IT’S the question that crops up without fail at every book and mountain festival, every talk, every show: Which is your favourite mountain?
Truth is, as with any list of favourites, like music or films for example, I have around 20 contenders and I could spend hours wrestling with the pros and cons.
Favourite peak, favourite scramble, favourite walk, favourite winter hill, favourite hill I’ve escaped from with a mixture of triumph and relief and underpants unsoiled. You get the picture. If you love mountains, you are going to have this dilemma.
Purely in the interests of keeping it simple I have learned to have a favourite mountain, so An Teallach it is. You won’t get much argument about that. It comes high on most people’s list.
But then I add the qualification that Buachaille Etive Mor is also my favourite. You can get away with two. Much easier than, say, 18.
No matter how much my outdoor life has progressed, it always comes back to the Buachaille. This, after all, is the mountain that set it all in motion.
Seeing it in passing from a car window as a young boy left me emotionally entwined; I just knew that one day I would be one of those rugged mountain men heading off into the heart of this beautiful beast.
Many, many years later, it remains a constant companion carrying a lucky bag of emotions. There has been triumph and tragedy, laughter and tears. There have been celebrations and sadness, birthday cakes and whisky toasts.
It was used by our club as the test for budding members. If we weren’t sure of your ability or fitness, you had to join us on the Buachaille first. If you didn’t fall in love with mountains after this ascent there was no point in carrying on.
The cast list has swelled and shrunk and swelled again - some years we had upwards of 20 in the party, others just three or four but always kept its core players. This weekend, as we do this time every year, we will climb to the main peak, Stob Dearg, to remember those no longer with us.

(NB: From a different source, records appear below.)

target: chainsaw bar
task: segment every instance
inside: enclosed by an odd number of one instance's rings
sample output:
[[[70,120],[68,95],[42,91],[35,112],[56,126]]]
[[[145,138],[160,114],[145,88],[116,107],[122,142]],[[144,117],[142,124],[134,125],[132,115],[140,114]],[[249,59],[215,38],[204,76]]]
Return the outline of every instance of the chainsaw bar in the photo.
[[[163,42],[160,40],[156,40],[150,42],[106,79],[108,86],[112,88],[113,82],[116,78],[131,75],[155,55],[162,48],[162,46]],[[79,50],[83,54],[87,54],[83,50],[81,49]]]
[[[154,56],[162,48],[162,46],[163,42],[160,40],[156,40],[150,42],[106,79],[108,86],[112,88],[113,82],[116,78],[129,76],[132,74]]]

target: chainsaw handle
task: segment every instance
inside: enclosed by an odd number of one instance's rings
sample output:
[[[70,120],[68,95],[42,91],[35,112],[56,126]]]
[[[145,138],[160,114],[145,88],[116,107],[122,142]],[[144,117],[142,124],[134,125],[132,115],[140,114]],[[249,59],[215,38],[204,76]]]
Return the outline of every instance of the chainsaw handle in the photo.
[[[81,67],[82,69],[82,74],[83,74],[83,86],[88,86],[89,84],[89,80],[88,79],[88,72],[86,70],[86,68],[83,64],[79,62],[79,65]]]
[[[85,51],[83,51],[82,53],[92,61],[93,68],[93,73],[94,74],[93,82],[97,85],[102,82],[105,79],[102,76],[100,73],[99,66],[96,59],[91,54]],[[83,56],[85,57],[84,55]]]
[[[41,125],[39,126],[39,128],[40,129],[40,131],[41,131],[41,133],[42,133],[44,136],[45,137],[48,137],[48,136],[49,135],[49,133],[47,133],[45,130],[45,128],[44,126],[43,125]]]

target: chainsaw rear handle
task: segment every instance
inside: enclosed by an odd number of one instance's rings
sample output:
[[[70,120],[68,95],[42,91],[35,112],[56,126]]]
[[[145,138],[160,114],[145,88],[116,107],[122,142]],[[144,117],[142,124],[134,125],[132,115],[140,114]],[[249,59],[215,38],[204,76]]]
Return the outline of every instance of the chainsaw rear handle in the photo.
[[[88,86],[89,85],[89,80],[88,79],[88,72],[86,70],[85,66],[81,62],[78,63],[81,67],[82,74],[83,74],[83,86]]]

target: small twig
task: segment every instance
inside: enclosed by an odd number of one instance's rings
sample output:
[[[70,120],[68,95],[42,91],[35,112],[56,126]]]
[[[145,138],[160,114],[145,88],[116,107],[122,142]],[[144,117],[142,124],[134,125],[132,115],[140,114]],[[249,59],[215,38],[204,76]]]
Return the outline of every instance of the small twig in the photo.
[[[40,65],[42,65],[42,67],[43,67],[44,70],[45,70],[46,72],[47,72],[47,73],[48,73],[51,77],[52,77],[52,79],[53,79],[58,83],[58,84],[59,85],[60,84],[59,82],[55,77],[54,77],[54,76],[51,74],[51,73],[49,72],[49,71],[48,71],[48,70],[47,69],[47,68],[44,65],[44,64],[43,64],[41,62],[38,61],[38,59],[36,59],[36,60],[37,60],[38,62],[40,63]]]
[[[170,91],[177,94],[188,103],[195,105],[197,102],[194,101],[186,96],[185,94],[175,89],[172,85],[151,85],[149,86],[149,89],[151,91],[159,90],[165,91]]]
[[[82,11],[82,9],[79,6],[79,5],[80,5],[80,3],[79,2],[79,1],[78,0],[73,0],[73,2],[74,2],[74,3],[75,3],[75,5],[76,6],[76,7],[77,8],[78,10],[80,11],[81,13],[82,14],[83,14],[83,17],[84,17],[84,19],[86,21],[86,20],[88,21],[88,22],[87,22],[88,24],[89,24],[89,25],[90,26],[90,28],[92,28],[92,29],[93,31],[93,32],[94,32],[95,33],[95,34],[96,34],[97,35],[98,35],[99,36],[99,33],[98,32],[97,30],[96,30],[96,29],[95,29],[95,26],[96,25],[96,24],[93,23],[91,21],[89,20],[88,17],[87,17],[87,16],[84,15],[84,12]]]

Sometimes we will go along the whole ridge, sometimes, especially if the weather is unkind, it’s a quick dash to the main top and down again to the King’s House.
What started as a birthday celebration walk back in the late 90s, changed to a memorial one by the tragic events of 2004 when our friend Trevor died in a fall on this peak.
We always pause by the bridge where his family have laid a rose, then stop by the stream at the entrance to Coire na Tulaich to pour a dram into the running water in his memory before heading up to the top.
In the past few years the walk has evolved again, becoming the perfect moment, the perfect setting, for those who wish to pay their own silent tribute to family or friends who have been taken too soon. It’s group therapy at 3000-plus feet.
I have requested this be my last resting place, my ashes scattered around the summit cairn, watching over the landscape from this lofty perch at the gates of Glen Coe for all eternity. That will (hopefully) entail a few more ascents to come. Let’s face it, someone’s going to have to carry me up there.
This event went beyond its original remit a long time ago and hopefully will continue to do so. It’s a lovely thought that 50 years from now, the walk will still be taking place but that no one will remember exactly why they are doing it.
So there you go, two favourites, neck and neck. An Teallach may be the winner in the glamour stakes, but the Buachaille will capture the heart every time.